The same is true if you receive disability income from the Railroad Retirement Board: 24 consecutive months to become eligible and your enrollment occurs on the 25th month.
You can then enroll in a private Medicare plan as soon as you’re enrolled in Part A and B.
Does Medicare Cover ALS?
If you’re diagnosed with Amyotrophic Lateral Sclerosis (ALS), also known as Lou Gehrig’s disease, the first step to getting Medicare is to apply for Social Security Disability Insurance. You’ll need to indicate that you’ve been diagnosed with ALS on the application.
Then, you’ll automatically enter Original Medicare Part A and B on the first day of the fifth month that you’ve received SSDI payments. Once you’re active in Medicare with Part A and B start dates, you can enroll in a private Medicare health plan, if needed.
Does Medicare Cover End Stage Renal Disease (ESRD)?
The eligibility and entry details for End Stage Renal Disease (ESRD) are often more complicated than other scenarios. But the general rule for ESRD is that your Medicare coverage will begin on the first day of the fourth month of dialysis treatment.
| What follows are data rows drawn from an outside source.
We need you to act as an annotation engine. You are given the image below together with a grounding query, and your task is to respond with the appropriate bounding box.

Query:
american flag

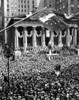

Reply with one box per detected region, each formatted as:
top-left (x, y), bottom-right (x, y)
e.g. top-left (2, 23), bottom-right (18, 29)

top-left (31, 7), bottom-right (69, 32)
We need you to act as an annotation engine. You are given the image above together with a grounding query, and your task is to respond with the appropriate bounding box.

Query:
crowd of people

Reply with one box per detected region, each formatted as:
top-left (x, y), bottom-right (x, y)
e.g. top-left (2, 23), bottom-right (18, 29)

top-left (0, 45), bottom-right (79, 100)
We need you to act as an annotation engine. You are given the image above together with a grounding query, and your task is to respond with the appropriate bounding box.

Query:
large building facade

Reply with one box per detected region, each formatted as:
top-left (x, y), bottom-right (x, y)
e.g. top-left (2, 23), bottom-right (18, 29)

top-left (55, 0), bottom-right (79, 15)
top-left (3, 0), bottom-right (37, 26)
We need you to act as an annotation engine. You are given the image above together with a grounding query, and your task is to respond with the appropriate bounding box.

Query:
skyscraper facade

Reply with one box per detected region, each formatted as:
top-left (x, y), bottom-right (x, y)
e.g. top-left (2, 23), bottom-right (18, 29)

top-left (4, 0), bottom-right (37, 24)
top-left (55, 0), bottom-right (79, 15)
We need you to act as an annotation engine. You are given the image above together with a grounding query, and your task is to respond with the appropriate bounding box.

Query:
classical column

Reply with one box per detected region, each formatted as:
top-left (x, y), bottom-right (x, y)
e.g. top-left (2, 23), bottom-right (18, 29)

top-left (41, 27), bottom-right (45, 47)
top-left (50, 32), bottom-right (54, 46)
top-left (33, 27), bottom-right (37, 47)
top-left (23, 27), bottom-right (27, 51)
top-left (58, 31), bottom-right (63, 47)
top-left (73, 28), bottom-right (77, 46)
top-left (66, 28), bottom-right (70, 47)
top-left (15, 27), bottom-right (18, 49)
top-left (4, 30), bottom-right (7, 43)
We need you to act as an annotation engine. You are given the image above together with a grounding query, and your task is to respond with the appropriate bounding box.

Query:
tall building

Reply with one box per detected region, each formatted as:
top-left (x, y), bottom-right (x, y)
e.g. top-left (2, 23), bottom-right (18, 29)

top-left (4, 0), bottom-right (37, 26)
top-left (55, 0), bottom-right (79, 15)
top-left (2, 0), bottom-right (38, 43)
top-left (38, 0), bottom-right (55, 10)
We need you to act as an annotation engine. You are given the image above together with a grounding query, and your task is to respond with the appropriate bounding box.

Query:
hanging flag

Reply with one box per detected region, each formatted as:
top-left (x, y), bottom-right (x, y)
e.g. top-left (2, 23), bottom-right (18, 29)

top-left (31, 8), bottom-right (69, 32)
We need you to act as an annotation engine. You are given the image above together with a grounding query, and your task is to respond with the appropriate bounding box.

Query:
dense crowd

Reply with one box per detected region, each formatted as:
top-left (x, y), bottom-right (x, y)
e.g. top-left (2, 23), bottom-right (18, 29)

top-left (0, 45), bottom-right (79, 100)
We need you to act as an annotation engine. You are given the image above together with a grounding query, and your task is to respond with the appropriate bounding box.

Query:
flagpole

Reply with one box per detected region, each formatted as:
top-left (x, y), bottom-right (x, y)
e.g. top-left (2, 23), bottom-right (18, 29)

top-left (0, 7), bottom-right (47, 33)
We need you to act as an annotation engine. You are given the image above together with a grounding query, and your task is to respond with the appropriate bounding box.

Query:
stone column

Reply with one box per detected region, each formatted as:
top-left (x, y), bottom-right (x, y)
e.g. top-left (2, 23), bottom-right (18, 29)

top-left (41, 27), bottom-right (45, 47)
top-left (33, 27), bottom-right (37, 47)
top-left (58, 31), bottom-right (63, 47)
top-left (4, 30), bottom-right (7, 43)
top-left (15, 27), bottom-right (18, 50)
top-left (50, 32), bottom-right (54, 46)
top-left (23, 27), bottom-right (27, 52)
top-left (73, 28), bottom-right (77, 46)
top-left (66, 28), bottom-right (70, 47)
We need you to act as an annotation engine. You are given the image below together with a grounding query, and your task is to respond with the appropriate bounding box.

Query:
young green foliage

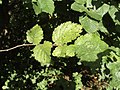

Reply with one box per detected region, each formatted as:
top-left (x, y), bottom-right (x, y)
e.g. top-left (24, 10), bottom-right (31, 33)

top-left (52, 21), bottom-right (82, 45)
top-left (26, 24), bottom-right (43, 45)
top-left (52, 45), bottom-right (75, 57)
top-left (32, 0), bottom-right (55, 15)
top-left (107, 62), bottom-right (120, 90)
top-left (79, 16), bottom-right (98, 33)
top-left (32, 41), bottom-right (52, 66)
top-left (75, 34), bottom-right (108, 62)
You can enroll in a Medicare Supplement or a Prescription Drug Plan (Part D plan) as soon as you have a Medicare number as well as Part A and B start dates.
Note: Medicare Advantage plans will cover patients with ESRD beginning in 2021. This is great news for ESRD patients because every Medicare Advantage plan has an annual out-of-pocket maximum cap. So once ESRD patients hit their annual spending caps, they’re not required to pay any more medical expenses for the rest of the year.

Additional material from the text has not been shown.